In January, 2017, Landrey presented a lecture at Hartwick titled “Race, Justice and the Death Penalty: A Martin Luther King Day Commemoration.” Landrey — senior counsel at Proskauer, an international law firm in New York City — discussed issues of historical and contemporary racial bias and its impact on the criminal justice system. He drew on his own experience in representing JB Parker, a black man on death row convicted of first-degree murder in connection with the abduction and shooting of a young white woman in Florida.

Crow, his wife, Lynn ’72, and Landrey will also meet with students and join classes throughout the day, which culminates with a pre-lecture dinner with Hartwck College President Margaret L. Drugovich, select faculty, and students interested in criminal justice.
Crow was drawn to the work of Centurion Ministries, he said, because of his sense that while the United States has the fairest legal system in the world, it is run by human beings and therefore less than perfect.

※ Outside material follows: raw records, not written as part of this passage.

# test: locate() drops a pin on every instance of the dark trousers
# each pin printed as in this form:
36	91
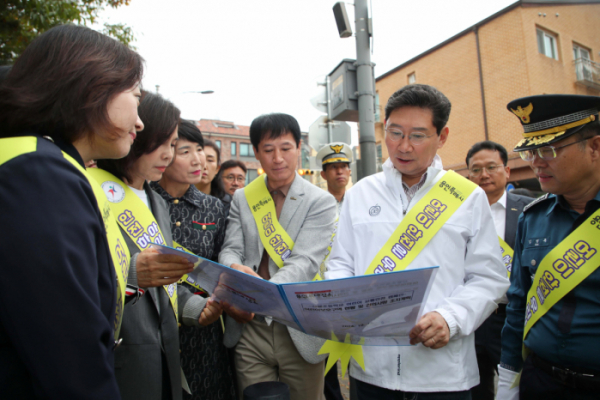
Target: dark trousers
536	384
332	384
366	391
487	347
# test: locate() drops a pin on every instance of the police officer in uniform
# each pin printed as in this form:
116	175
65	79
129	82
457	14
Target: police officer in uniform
335	159
558	306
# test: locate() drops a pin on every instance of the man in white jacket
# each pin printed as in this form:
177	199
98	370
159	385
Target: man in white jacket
471	277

“Where our system has made mistakes, I firmly believe it is incumbent on everyone, particularly those connected with the judicial system, whether, lawyer, judge, prosecutor or law student, to see that those mistakes are not allowed to go uncorrected and without remedy,” he said.

“The exoneration of the innocent is a timeless, humanitarian issue,” said Hartwick College President Margaret L. Drugovich. “This work requires the cooperation of all parties in the justice system: victims, the convicted, law enforcement, and the judiciary. At this time in U.S. history, it also requires the intervention of non-profit organizations and volunteers like Messrs. Crow and Landrey. This will be a thought provoking conversation, one that Lesley Rude would have considered worthy of our collective consideration.”